Era grande a diversidade de temas dentro de um botequim: falavam em história, filosofia, zoologia, outras ciências, criminalidade, ações do governo e tentavam adivinhar o futuro que teria o Brasil.  Alguns atacavam veemente a ditadura, e  meu pai, socialismo e simpatizante do comunismo e despido de medo do risco de ser preso, torturado e morto com a pecha de subversivo(em virtude talvez da revolta e da cerveja bebida), era um destes raros.  Outras vozes, por outro lado, também se levantavam, mas  em direção contrária: defendiam com ardor os militares e a repressão.
Só aos vinte e quatro anos me politizei, quando meu irmão mais velho já morrera de câncer, e o meu pai, de acidente de trânsito.  Embarquei ali na esquerda (hoje não acredito mais em esquerda nenhuma), não influenciado pelo meu genitor, mas pelo grupo de conhecidos que frequentava, todos da minha idade e com grande interesse por MPB, história e coisas de teor social e político.  Mas isto já se deu após a abertura iniciada no governo Geisel, e tudo já se podia falar; aí a gente marretava mesmo os homens!  Não tínhamos o menor respeito ao governo dos militares e líamos avidamente os jornais da imprensa alternativa.  Uma parte do meu grupo não bebia, mas a que bebia levava aquilo tudo para os bares.  
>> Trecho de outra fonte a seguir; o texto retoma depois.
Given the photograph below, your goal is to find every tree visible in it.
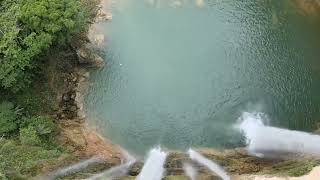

Casei-me pela primeira vez e me afastei um longo tempo dos botequins.  Perdi o contato com os antigos convivas.  Com cinco anos de casado caí na gandaia e comecei a beber no centro da cidade, e minhas conversas passavam pelos caminhos que aqui menciono.  Aos quarenta anos me meti em outro casamento e fiquei mais dois anos afastado dos bares, só bebendo em residências e indo poucas vezes aos botecos, onde comecei a notar um empobrecimento  de idéias.  Havia muita alienação e incultura nos anos 1970 e 1980, mas a partir da década de 1990 a coisa piorou muito:  a ignorância imperou, tomou corpo e achatou as idéias, e hoje bebo com raras pessoas, justamente aquelas que têm assuntos com conteúdo, porque entendo que a bodega é, além de um lugar de pura descontração, onde também deveria haver uma riqueza temática como a que encontrei entre 1973 e 1992 ou 93.   
A grande verdade é que o botequim é uma síntese, um grande medidor do que as pessoas e a  sociedade vivem, sofrem, pensam e respiram.  Percebendo isto, em 1980 escrevi "Mesa de Botequim", finalizando o poema com a estrofe "mesa de botequim, tu és o mundo".  Fico triste em deduzir que, ao menos dentro dos bares, a consciência simplesmente se calou ou, o que é pior, se suprimiu, sofrendo os reflexos do deprimente declínio cultural por que vem passando o Brasil.